The natural tug of interests between a hotel owner and an operator in the context of a traditional hotel provides certain
checks and balances on the power of each, that may not be present if the developer has no ongoing permanent stake in the project. Developers will want to go into the deal with the following issues on the table:

  • Does the condo hotel developer expect to make all of its profit on the front-end sales of the units, or is it expecting to have value and cash flow from the residual hotel?
  • What support, if any, will the developer lend to the project if cash flows in the cyclical hotel business run short, or if capital is needed to maintain the property?
  • What capital calls and limitations are the homeowners associations (HOAs) subject to in order to support the project?
  • What balance of hotel operator concerns and unit owner freedom maximizes the value and profit of the condominium
    program?
  • Will unit owners be more inclined to sign up for the voluntary rental management agreement with the right operator if their use of their unit is limited, or does the value of having the potential for an income stream offset the inconvenience of limitations?
  • Has the developer balanced the legitimate interests of the condominium unit owners and the operator in negotiating the form of hotel management agreement?

Challenges for the Condominium Unit Owner

Managing and satisfying the condominium unit owner’s expectations will be a challenge, particularly given the securities law restrictions on information that can be provided to purchasers. A buyer who pays a huge premium for a condo hotel over the price of a comparable "ordinary" condominium may be in for a rude surprise when the resale value of the property is disappointing or the owner’s share of hotel revenues, after the operator’s share, furniture, fixtures and equipment or FF&E reserves, and other carrying costs, is insufficient to cover debt service, insurance, HOA assessments and other costs of ownership, much less provide a reasonable return on investment.
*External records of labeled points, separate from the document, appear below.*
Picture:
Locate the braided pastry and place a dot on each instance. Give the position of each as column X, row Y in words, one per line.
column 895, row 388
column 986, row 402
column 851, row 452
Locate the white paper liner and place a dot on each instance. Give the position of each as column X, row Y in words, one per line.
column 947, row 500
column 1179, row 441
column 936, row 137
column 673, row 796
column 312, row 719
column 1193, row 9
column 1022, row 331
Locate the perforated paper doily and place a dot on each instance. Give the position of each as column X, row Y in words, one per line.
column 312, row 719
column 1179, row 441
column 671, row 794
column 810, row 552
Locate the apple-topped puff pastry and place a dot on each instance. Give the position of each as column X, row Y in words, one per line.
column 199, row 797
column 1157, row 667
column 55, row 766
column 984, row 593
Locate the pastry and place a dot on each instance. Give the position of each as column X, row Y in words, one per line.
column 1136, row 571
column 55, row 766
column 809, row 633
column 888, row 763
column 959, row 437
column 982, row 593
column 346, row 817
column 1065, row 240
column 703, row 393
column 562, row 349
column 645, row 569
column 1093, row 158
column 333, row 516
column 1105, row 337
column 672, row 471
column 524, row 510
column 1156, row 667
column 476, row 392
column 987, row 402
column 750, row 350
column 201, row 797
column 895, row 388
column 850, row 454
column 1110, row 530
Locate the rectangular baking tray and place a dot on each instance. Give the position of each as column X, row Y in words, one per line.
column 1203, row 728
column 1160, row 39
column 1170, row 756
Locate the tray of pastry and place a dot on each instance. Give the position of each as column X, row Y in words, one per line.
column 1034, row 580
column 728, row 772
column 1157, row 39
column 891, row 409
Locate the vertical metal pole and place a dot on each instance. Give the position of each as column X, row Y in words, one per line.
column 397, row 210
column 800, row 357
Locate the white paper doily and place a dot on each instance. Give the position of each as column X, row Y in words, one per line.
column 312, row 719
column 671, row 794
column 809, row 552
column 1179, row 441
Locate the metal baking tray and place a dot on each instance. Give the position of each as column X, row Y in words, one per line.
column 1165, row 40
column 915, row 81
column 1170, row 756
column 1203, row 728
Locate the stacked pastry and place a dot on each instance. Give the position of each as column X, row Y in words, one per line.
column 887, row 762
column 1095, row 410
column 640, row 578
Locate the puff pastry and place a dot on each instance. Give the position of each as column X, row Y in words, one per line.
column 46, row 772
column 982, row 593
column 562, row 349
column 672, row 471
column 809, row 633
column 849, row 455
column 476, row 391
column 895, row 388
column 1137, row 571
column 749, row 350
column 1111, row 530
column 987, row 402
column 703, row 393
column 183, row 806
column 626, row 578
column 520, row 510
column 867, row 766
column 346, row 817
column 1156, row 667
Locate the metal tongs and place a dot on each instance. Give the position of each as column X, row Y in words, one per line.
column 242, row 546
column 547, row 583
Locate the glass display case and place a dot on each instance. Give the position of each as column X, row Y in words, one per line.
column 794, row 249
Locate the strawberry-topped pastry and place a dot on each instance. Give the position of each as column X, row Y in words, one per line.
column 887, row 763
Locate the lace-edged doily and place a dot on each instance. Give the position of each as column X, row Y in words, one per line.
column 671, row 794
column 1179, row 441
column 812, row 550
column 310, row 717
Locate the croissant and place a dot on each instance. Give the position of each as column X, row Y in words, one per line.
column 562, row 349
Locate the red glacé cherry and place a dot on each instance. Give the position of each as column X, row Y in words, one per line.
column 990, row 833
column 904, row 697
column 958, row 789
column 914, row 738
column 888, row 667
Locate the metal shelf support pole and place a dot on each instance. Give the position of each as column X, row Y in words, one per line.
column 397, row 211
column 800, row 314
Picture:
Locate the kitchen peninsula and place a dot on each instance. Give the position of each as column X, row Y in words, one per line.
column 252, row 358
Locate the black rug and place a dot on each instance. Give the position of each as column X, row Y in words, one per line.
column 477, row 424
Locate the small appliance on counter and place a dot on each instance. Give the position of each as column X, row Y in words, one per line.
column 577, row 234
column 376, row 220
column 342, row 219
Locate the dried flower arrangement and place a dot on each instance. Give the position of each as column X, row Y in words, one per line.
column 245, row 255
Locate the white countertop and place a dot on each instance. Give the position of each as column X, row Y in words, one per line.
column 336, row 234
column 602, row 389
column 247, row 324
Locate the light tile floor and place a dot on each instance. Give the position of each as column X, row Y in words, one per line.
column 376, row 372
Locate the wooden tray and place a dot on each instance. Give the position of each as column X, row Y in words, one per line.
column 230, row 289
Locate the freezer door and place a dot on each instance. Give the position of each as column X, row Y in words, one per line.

Sophisticated condominium buyers will want to know the following:

  • How will developers and operators keep an inappropriate speculative fever from breaking out, with unrealistic
    expectations of cash flow and profit from placing units in the hotel rental management program?
  • Will the unit owners or the HOAs have the right balance of power and wisdom to effectively work with operators in the
    joint cooperative effort needed for the project to succeed?
  • Can purchasers regard their condominium as an investment in real estate that may appreciate over time and that may not provide the return the investor would like on a near-term basis?
  • Will the investor get good financial advice on realistic cash flow possibilities, and the capital expenditure or CapEx
    requirements of using units as hotel rooms?
  • Will the investor learn what hotel investors have known for years—namely, that the typical FF&E reserves of 4% to 5% of gross income may be enough to cover routine costs of maintaining a typical new hotel property, but over the long term, the capital required is substantially greater and comes in spikes at certain stages in the hotel’s life cycle?
  • How will the condominium owner control an inefficient operator or one who does not maintain the property well?
  • What can be done to ensure fair rotation of available condominiums rented to hotel guests?
  • Who will asset manage the operator when there is no single owner of the hotel property, but only individual unit owners and HOAs possibly lacking in hotel expertise?